The CIA triad: Confidentiality, integrity, and availability

Explore the CIA triad

Great to see you again! While working as an entry-level security analyst, your main responsibility is to help protect your organization's sensitive assets and data from threat actors. The CIA triad is a core security model that will help you do that.

In this video, we'll explore the CIA triad and discuss the importance of each component for keeping an organization safe from threats, risks, and vulnerabilities. Let's get started!

The CIA triad is a model that helps inform how organizations consider risk when setting up systems and security policies. As a reminder, the three letters in the CIA triad stand for confidentiality, integrity, and availability. As an entry-level analyst, you'll find yourself constantly referring to these three core principles as you work to protect your organization and the people it serves.

Confidentiality means that only authorized users can access specific assets or data. Sensitive data should be available on a "need to know" basis, so that only the people who are authorized to handle certain assets or data have access.

Integrity means that the data is correct, authentic, and reliable. Determining the integrity of data and analyzing how it's used will help you, as a security professional, decide whether the data can or cannot be trusted.

Availability means that the data is accessible to those who are authorized to access it. Inaccessible data isn't useful and can prevent people from being able to do their jobs. As a security professional, ensuring that systems, networks, and applications are functioning properly to allow for timely and reliable access, may be a part of your everyday work responsibilities.

Now that we've defined the CIA triad and its components, let's explore how you might use the CIA triad to protect an organization. If you work for an organization that has large amounts of private data like a bank, the principle of confidentiality is essential because the bank must keep people's personal and financial information safe.

The principle of integrity is also a priority. For example, if a person's spending habits or purchasing locations change dramatically, the bank will likely disable access to the account until they can verify that the account owner, not a threat actor, is actually the one making purchases.

The availability principle is also critical. Banks put a lot of effort into making sure that people can access their account information easily on the web. And to make sure that information is protected from threat actors, banks use a validation process to help minimize damage if they suspect that customer accounts have been compromised.

As an analyst, you'll regularly use each component of the triad to help protect your organization and the people it serves. And having the CIA triad constantly in mind, will help you keep sensitive data and assets safe from a variety of threats, risks, and vulnerabilities including the social engineering attacks, malware, and data theft we discussed earlier.

Coming up, we'll explore specific frameworks and principles that will also help you protect your organization from threats, risks, and vulnerabilities. See you soon!

Use the CIA triad to protect organizations

Use the CIA triad to protect organizations


Previously, you were introduced to the confidentiality, integrity, and availability (CIA) triad and how it helps organizations consider and mitigate risk. In this reading, you will learn how cybersecurity analysts use the CIA triad in the workplace. 

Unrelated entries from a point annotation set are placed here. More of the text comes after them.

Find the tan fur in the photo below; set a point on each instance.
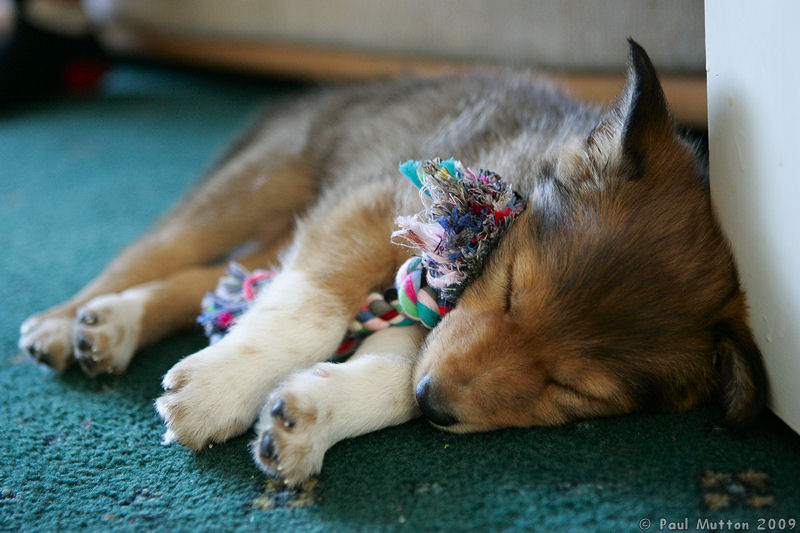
(613, 292)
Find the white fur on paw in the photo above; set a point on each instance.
(209, 398)
(292, 435)
(47, 339)
(106, 332)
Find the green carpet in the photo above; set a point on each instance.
(81, 178)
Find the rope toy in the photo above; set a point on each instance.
(465, 214)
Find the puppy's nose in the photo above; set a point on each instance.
(431, 404)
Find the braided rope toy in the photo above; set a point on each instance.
(465, 214)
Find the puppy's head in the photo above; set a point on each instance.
(613, 292)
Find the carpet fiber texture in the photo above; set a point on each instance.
(81, 178)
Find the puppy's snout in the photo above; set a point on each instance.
(431, 403)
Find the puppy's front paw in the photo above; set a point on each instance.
(209, 398)
(47, 339)
(106, 333)
(292, 438)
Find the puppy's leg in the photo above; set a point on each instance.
(317, 407)
(112, 327)
(341, 252)
(249, 198)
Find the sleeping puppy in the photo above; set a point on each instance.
(613, 292)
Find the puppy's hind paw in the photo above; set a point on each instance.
(206, 399)
(106, 332)
(47, 339)
(290, 444)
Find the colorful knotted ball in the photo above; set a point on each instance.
(417, 299)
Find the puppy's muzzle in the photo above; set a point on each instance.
(431, 403)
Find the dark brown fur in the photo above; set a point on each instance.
(627, 300)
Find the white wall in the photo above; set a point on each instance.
(752, 51)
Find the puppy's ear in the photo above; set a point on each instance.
(742, 378)
(647, 123)
(639, 127)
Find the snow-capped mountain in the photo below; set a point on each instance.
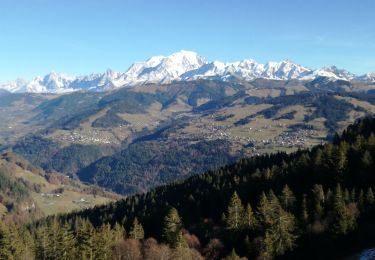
(368, 77)
(179, 66)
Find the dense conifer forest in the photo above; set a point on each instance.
(316, 203)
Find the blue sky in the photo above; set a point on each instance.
(83, 36)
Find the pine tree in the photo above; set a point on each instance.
(103, 243)
(264, 211)
(318, 200)
(232, 256)
(136, 231)
(66, 242)
(85, 235)
(370, 200)
(361, 200)
(235, 213)
(172, 230)
(119, 232)
(279, 237)
(343, 222)
(250, 220)
(287, 198)
(304, 210)
(5, 242)
(41, 243)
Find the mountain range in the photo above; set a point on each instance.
(179, 66)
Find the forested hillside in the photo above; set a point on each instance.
(303, 205)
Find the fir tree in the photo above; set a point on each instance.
(172, 230)
(5, 242)
(136, 231)
(250, 220)
(343, 222)
(235, 213)
(287, 198)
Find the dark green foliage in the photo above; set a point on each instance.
(136, 231)
(47, 154)
(294, 220)
(172, 230)
(325, 105)
(146, 164)
(235, 215)
(110, 119)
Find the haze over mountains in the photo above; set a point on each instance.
(179, 66)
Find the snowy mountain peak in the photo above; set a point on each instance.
(180, 66)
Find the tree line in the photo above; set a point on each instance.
(309, 204)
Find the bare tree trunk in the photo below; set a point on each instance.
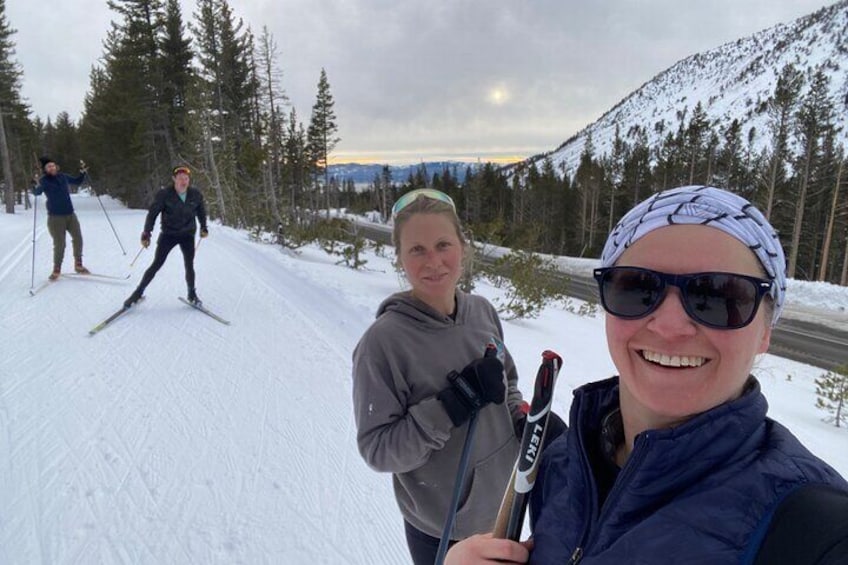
(7, 167)
(829, 231)
(214, 175)
(799, 217)
(843, 280)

The CIA triad for analysts


The CIA triad is a model that helps inform how organizations consider risk when setting up systems and security policies. It is made up of three elements that cybersecurity analysts and organizations work toward upholding: confidentiality, integrity, and availability. Maintaining an acceptable level of risk and ensuring systems and policies are designed with these elements in mind helps establish a successful security posture, which refers to an organization’s ability to manage its defense of critical assets and data and react to change. 

Confidentiality


Confidentiality is the idea that only authorized users can access specific assets or data. In an organization, confidentiality can be enhanced through the implementation of design principles, such as the principle of least privilege. The principle of least privilege limits users' access to only the information they need to complete work-related tasks. Limiting access is one way of maintaining the confidentiality and security of private data. 

Integrity


Integrity is the idea that the data is verifiably correct, authentic, and reliable. Having protocols in place to verify the authenticity of data is essential. One way to verify data integrity is through 
cryptography, which is used to transform data so unauthorized parties cannot read or tamper with it (NIST, 2022). Another example of how an organization might implement integrity is by enabling encryption, which is the process of converting data from a readable format to an encoded format. It can be used to prevent access to data, such as messages on an organization's internal chat platform. 

Availability


Availability is the idea that data is accessible to those who are authorized to use it. When a system adheres to both availability and confidentiality principles, data can be used when needed. In the workplace, this could mean that the organization allows remote employees to access its internal network to perform their jobs. It’s worth noting that access to data on the internal network is still limited, depending on what type of access employees need to do their jobs. If, for example, an employee works in the organization’s accounting department, they might need access to corporate accounts but not data related to ongoing development projects. 

Key takeaways


The CIA triad is essential for establishing an organization’s security posture. Knowing what it is and how it’s applied can help you better understand how security teams work to protect organizations and the people they serve.